As rightly held by the Supreme Court in the said

case, the simple fact of the petitioner having issued an

offer from Kolkata might not be a germane fact

embodying an essential part of the cause of action.

The cause of action in the said case was a challenge to

the refusal to accept the bid of the petitioner, which

took place outside Calcutta and the Supreme Court

was justified in turning down the jurisdiction of the

Calcutta High Court on such count.

The other relevant judgment relied on by the

respondent is that of National Textile Corpn. Ltd.

(supra). In the said case, the question which arose for

consideration was summed up in paragraph 12 of the

report. The textile mills which were situated in

Bombay and the supply of cloth, which was in

dispute, was to be made ex-factory at Bombay.

According to the writ petitioner, the money was paid

to the mills at Bombay and the learned Single Judge

in the said case, after a detailed discussion of the

matter held that the Calcutta High Court had no

jurisdiction to entertain the writ petition. The Division

Bench, in the case, reversed the finding on the ground

that a concluded contract had come into existence

which could be cancelled only after giving opportunity

of hearing and consequently the question of

revocation of the contract at the petitioner's Calcutta

address would constitute a cause of action.

With utmost respect, it could be argued, as

done in the said case, that the said revocation of

jurisdiction could be termed as a bit convoluted,

having no direct connection with the bundle of facts

which led to the said writ petition. The prayer made

in the writ petition was a writ of mandamus

commanding the respondents therein to produce the

entire records relating to withdrawal of delivery of

goods pursuant to the contract mentioned in the writ

petition.

However, the facts of the said case, in the

context of which the Supreme Court rendered the

findings therein, have no similarity with the present

case.

Kusum Ingots (supra) undoubtedly lays down

the contours of the operation of Article 226(2) of the

Constitution. A proposition was laid down therein

that if a part of the cause of action arises within the

territorial jurisdiction of a court, the same has

jurisdiction. In fact, in paragraph no. 30 of the same,

the Supreme Court while dealing with the concept of

Forum conveniens observed that it ought to be

reminded that even if a small part of the cause of

action arises within the territorial jurisdiction of the

High Court, the same by itself may not be considered

to be a determinative factor compelling the High Court

to decide the matter on merits. In appropriate cases,

the court may refuse to exercise its discretionary

jurisdiction by invoking the doctrine of Forum

conveniens. As opposed to the said case, in the

present case, the effect of the impugned action of the

respondent is on a much wider footing.

In most of the judgments cited by the

respondent, the dispute revolves around the refusal of

a particular entity in a tender process or some other

similar process.

In the present case, however, the cancellation of

the registration of the petitioner as a Resolution

Professional under the Insolvency and Bankruptcy

Code, 2016 (for short "the IBC, 2016") is not restricted

or confined to a proceeding happening at Odisha. The

petitioner, while acting as the resolution professional,

undoubtedly operated within the scope of the Odisha

Tribunal and functioned as a resolution professional

in the said proceeding, including appearing before the

Orissa High Court. However, functioning as a

resolution professional before the Odisha forums is a

direct antithesis of the cancellation of the registration

of the petitioner as a resolution professional.
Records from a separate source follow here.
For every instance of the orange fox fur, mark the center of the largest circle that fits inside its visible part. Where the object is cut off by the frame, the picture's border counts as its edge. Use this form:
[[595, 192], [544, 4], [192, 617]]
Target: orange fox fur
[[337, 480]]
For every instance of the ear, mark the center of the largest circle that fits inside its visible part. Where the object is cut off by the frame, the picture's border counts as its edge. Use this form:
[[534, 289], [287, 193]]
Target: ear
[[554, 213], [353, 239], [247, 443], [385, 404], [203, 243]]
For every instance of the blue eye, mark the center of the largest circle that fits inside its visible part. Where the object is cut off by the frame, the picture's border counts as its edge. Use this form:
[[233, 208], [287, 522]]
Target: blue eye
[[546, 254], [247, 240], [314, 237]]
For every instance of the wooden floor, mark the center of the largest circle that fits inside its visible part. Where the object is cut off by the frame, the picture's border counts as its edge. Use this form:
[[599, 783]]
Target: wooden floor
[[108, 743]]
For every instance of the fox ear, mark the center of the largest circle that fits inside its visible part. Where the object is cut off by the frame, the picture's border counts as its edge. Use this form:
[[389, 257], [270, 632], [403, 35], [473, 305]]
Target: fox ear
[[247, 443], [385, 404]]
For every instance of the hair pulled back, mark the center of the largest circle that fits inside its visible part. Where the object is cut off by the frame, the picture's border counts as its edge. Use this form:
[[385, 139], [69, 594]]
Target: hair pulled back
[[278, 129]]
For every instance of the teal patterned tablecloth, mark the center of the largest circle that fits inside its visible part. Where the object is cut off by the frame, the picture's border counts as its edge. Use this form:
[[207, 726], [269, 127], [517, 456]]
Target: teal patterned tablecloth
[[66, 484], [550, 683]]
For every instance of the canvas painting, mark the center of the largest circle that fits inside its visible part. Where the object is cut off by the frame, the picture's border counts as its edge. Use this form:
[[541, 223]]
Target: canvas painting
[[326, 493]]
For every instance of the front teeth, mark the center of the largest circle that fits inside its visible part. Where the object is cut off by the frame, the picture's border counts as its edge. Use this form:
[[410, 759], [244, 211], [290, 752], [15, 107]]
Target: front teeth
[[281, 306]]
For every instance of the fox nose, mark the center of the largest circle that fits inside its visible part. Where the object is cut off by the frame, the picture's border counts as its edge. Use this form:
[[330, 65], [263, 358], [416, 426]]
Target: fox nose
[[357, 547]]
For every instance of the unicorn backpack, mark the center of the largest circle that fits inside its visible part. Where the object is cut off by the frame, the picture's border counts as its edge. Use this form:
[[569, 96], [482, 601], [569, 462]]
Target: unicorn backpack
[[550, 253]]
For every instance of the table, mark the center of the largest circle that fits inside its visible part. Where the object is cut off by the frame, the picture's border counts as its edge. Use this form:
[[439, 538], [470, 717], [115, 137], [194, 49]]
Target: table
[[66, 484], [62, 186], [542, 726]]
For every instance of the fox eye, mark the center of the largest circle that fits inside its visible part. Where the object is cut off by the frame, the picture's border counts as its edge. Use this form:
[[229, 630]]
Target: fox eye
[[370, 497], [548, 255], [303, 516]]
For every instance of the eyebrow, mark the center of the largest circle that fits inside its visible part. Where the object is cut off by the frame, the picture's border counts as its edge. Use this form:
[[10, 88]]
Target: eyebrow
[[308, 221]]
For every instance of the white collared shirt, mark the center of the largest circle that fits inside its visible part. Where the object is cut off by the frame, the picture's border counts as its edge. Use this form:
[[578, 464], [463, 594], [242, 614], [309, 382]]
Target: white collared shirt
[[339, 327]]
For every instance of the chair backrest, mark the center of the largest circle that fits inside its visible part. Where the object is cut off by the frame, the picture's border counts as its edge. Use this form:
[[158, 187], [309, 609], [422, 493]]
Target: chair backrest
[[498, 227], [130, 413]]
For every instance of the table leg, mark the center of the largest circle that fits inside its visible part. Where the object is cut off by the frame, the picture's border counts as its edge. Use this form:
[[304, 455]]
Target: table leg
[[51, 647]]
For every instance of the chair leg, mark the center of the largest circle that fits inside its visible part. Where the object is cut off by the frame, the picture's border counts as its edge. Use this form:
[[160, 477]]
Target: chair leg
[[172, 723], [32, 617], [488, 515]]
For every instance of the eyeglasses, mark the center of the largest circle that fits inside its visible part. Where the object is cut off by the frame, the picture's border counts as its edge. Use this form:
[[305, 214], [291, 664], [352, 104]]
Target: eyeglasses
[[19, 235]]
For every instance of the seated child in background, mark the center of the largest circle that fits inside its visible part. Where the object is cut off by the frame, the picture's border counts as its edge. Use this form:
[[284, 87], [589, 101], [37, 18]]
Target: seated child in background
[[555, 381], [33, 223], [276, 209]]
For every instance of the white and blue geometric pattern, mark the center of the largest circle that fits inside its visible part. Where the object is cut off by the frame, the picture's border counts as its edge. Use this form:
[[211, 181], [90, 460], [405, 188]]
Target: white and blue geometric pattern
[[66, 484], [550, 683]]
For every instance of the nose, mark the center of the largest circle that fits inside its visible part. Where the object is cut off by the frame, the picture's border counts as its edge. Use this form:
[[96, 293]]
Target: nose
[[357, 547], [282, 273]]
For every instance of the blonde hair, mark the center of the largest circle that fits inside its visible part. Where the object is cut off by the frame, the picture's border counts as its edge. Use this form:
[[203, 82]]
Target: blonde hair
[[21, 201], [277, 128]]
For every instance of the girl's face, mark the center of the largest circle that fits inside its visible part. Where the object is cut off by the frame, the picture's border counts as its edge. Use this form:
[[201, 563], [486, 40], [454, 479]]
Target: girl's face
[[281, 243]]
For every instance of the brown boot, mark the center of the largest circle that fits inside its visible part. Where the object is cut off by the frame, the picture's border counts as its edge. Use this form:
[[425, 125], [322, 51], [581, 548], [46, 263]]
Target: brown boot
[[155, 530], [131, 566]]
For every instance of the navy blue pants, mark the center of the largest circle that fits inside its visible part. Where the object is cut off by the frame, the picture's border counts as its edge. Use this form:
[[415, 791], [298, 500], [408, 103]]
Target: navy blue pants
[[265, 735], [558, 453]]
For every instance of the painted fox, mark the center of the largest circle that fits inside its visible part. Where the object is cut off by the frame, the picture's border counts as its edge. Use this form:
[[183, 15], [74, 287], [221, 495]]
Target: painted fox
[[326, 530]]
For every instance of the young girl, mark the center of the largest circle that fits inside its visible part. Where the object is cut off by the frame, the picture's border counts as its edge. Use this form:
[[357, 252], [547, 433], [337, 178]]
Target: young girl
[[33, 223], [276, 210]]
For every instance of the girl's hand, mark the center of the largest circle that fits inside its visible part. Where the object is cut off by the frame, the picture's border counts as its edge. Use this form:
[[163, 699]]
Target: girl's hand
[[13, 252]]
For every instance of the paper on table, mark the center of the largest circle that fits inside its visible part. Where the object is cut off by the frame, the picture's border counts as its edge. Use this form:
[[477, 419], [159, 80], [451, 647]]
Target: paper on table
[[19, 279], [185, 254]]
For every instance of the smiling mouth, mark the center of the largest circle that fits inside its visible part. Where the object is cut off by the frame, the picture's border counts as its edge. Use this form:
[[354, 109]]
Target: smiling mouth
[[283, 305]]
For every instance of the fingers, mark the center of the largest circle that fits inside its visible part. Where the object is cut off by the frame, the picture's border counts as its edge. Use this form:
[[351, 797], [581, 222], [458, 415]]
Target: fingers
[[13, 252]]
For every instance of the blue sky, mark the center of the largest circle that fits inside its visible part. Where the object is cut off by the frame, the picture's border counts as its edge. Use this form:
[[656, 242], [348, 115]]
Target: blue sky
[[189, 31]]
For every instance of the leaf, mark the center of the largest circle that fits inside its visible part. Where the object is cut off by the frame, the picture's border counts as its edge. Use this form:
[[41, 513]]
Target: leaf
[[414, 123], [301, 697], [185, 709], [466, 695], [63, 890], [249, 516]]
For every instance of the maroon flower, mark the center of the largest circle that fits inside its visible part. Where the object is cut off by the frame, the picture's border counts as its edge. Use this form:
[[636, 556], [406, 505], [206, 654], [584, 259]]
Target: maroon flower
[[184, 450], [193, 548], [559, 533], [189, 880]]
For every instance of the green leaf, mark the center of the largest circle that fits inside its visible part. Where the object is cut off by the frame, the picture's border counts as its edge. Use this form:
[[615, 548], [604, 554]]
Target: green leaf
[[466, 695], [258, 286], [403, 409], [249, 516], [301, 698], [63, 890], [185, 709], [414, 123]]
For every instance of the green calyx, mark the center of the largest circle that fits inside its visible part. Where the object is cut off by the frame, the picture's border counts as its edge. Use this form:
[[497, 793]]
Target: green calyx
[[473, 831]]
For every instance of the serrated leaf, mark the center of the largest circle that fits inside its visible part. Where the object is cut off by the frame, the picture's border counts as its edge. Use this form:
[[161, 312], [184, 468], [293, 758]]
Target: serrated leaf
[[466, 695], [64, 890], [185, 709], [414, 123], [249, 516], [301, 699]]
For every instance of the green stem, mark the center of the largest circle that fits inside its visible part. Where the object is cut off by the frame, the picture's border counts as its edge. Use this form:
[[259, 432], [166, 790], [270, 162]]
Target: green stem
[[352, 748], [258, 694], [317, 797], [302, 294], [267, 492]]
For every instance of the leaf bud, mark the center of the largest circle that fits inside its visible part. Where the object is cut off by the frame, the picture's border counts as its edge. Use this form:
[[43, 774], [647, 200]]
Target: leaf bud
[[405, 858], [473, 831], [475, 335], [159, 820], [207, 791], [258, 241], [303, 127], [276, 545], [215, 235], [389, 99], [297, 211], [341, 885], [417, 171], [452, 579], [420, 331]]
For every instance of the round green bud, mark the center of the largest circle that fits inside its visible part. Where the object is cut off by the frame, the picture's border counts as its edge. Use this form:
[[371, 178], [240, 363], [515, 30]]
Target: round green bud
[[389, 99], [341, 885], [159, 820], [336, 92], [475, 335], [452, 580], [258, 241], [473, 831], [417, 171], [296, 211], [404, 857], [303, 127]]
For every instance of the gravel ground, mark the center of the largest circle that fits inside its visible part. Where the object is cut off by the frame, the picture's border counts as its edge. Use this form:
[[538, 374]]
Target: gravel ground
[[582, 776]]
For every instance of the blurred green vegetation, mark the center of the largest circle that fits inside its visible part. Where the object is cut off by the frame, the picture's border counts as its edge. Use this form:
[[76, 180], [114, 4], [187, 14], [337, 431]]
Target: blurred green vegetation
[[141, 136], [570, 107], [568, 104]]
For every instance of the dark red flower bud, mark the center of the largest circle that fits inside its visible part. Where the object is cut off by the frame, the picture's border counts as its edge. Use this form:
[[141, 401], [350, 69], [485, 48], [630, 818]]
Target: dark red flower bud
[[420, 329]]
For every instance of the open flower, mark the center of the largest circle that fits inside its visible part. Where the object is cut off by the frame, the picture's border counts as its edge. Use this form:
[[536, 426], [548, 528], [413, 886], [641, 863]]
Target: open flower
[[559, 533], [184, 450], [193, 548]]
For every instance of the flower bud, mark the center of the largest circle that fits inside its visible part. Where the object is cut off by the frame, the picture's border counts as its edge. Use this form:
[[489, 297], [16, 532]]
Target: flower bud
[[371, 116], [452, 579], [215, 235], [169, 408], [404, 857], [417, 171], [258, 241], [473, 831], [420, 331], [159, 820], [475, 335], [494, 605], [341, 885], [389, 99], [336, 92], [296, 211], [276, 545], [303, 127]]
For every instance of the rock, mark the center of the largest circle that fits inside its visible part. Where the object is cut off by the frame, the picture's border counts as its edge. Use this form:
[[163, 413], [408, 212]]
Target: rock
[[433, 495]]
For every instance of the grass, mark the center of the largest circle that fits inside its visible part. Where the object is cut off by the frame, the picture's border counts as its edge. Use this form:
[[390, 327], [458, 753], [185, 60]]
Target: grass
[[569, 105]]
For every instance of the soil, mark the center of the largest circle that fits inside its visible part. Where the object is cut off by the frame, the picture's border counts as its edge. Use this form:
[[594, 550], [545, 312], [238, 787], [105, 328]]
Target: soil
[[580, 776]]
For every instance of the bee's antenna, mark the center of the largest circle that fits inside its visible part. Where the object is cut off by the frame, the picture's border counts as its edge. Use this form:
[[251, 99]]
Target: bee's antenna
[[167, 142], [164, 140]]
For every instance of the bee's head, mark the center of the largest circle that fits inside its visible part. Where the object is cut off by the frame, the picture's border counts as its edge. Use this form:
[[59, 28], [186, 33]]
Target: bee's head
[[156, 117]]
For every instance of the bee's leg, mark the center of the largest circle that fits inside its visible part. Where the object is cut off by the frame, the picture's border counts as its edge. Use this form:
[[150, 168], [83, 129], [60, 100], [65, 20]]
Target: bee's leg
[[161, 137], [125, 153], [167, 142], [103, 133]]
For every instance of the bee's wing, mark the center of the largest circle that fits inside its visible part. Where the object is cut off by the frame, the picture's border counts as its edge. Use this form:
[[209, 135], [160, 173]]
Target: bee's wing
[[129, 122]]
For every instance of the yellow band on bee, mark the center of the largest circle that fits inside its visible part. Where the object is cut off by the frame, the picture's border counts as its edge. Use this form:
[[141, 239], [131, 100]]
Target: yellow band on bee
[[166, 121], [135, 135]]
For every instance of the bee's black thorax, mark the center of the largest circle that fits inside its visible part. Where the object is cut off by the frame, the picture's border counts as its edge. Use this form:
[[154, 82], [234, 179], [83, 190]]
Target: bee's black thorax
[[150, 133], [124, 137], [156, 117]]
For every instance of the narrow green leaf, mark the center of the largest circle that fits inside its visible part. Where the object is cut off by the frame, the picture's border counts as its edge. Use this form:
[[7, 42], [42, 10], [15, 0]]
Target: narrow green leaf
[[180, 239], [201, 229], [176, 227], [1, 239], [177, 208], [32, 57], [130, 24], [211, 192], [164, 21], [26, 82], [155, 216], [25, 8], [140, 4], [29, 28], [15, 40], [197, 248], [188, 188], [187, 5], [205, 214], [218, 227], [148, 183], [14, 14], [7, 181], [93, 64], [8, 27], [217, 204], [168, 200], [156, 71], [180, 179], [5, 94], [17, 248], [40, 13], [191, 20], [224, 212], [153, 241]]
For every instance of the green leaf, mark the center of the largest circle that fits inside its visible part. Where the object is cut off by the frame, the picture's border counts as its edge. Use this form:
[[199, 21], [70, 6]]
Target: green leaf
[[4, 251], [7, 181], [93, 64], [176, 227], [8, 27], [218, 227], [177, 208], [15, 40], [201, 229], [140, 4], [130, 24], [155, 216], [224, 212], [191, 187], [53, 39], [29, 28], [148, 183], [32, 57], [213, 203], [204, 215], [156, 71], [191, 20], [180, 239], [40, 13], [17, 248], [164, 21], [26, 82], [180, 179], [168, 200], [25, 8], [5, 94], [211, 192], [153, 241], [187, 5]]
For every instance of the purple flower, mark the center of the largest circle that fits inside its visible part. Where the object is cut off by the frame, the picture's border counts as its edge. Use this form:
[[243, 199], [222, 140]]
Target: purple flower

Hence, the functioning of the petitioner as a

resolution professional within the territorial

jurisdiction of Odisha cannot, by any stretch of

imagination, be cited as a determinant for territorial

jurisdiction when the petitioner's very registration for

acting as a resolution professional has been cancelled.

The cancellation, as much as in Odisha,

precludes the petitioner from acting as a resolution

professional throughout the territorial jurisdiction of

India, which is not restricted to a particular State, be

it West Bengal, Odisha or the Union Territory of Delhi.

The mere fact that the decision to cancel the

petitioner's registration was taken in New Delhi by the

respondent does not, in any way, restrict the

jurisdiction of the present cause of action to the Delhi

High Court. In fact, as held in most of the cited cases,

even if a part of the cause of action arises within the

territorial jurisdiction of a High Court, it may very well

assume jurisdiction under Article 226(2) of the

Constitution.

In the present case, the cause and the effect of

the decision of the respondent-authorities was not

limited to the functioning of the petitioner in New

Delhi. The basis of the decision apparently took place

throughout the country, particularly in other States

than New Delhi such as Odisha.

As such, it cannot be said that the territorial

jurisdiction for the present purpose can be restricted

to Odisha. Also, the petitioner himself was registered

in Kolkata as a resolution professional and thereafter

has started functioning in such capacity throughout

the country.

That apart, the cancellation directly pertains to

the registration of the petitioner which was obtained

in Calcutta for pan-India purpose. Moreover, the

cancellation was a composite continuum of the act of

issuing the decision of cancellation by e-mail and the

component of the petitioner receiving the same in

Kolkata. Receiving the cancellation order in Kolkata

completed the bundle of cause of action by ripening

the issue for the petitioner to prefer the present writ

petition. It cannot, in any manner, be equated to

merely reading a pan-India tender advertisement

online in Kolkata.

In the present case, as such, this court has

territorial jurisdiction, since at least a part of the

cause of action has arisen within the territorial

jurisdiction of West Bengal. As such, the objection as

to maintainability taken by the respondent is hereby

turned down.

The writ petition is now taken up for deciding

on the question of passing ad-interim order.

Learned counsel for the petitioner seeks to make

out a prima facie case in the writ petition.

Heard learned counsel for both sides.

Although an arguable case has been made out

for hearing of the writ petition on merits, this court is

of the opinion that grant of interim order, as prayed,

even to the extent that the petitioner will continue to

perform as a resolution professional in the pending

corporate resolution proceedings, would tantamount

to grant of final relief in the writ petition.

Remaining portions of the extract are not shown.